The main slogan of the call already raised limits: the rejection of the Supreme Court ruling on the transfer of judges pointed out by the former president contains a debate of undoubted institutional importance, but that could sound alien to a society burdened by the simultaneous crises of health and economy.

This was already felt in the previous hours on social networks, a good parameter to anticipate this type of claims.

The circulation of messages and hashtags

was lower than in other recent marches

and came from places with a strong anti-K presence, such as the Cordovan macrismo.

In the Obelisk, the epicenter of the claim,

posters were mixed and even scenarios with different interlocutors coexisted

.

Most of the messages emphasized the lack of Justice and called for "enough corruption."

But the opening of classrooms was also demanded and pro-life doctors took the opportunity to ask that no progress be made with the legalization of abortion.
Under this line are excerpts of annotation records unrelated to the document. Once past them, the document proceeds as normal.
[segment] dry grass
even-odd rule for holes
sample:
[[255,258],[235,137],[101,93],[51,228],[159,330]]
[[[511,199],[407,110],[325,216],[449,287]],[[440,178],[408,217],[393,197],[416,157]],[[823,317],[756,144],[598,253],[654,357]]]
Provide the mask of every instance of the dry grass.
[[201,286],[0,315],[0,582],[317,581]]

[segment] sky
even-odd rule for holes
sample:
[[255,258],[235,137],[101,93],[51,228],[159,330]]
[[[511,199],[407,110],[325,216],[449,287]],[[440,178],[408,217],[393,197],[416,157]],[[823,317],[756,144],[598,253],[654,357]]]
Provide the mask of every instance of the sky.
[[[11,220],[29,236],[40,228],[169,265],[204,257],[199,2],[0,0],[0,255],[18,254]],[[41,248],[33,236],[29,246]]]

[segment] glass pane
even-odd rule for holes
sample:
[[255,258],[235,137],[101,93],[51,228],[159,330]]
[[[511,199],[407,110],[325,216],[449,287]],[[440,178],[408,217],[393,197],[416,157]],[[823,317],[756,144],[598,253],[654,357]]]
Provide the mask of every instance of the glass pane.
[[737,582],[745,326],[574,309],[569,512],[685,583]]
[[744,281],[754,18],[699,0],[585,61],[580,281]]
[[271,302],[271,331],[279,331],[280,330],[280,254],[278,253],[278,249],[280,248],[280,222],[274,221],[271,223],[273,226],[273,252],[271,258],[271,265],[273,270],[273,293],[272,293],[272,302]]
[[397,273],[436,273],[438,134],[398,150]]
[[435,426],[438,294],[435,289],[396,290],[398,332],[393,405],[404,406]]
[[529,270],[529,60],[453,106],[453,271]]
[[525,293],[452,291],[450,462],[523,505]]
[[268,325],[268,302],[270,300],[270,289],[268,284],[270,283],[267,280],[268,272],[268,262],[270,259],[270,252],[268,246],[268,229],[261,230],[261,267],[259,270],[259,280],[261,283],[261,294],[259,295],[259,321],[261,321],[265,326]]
Hundreds of cars on July 9, at the epicenter of the new protest against the Government.

Photo Germán García Adrasti.

It was a smaller march also compared to other recent ones, such as that of October 12.

That repetition perhaps explains part of the decline

, even though public opinion numbers continue to show a growing rejection of the Government. 

This context could work as a

double alert

:

1) To the opposition, on the times that it must manage so as not to lose effectiveness in the claim.

Those marches in 2012, but also those prior to last year's electoral defeat, gave Juntos por el Cambio

a tool of political strength unthinkable decades ago

: fighting the streets against Peronism and using the mobilizations as a retaining wall.

Under the new management, it averages almost one demonstration per month.

2) To the Government, on the risk of minimizing protests and

evaluating social humor only by that street parameter

, when even the polls managed by the ruling party reflect a constant deterioration since April.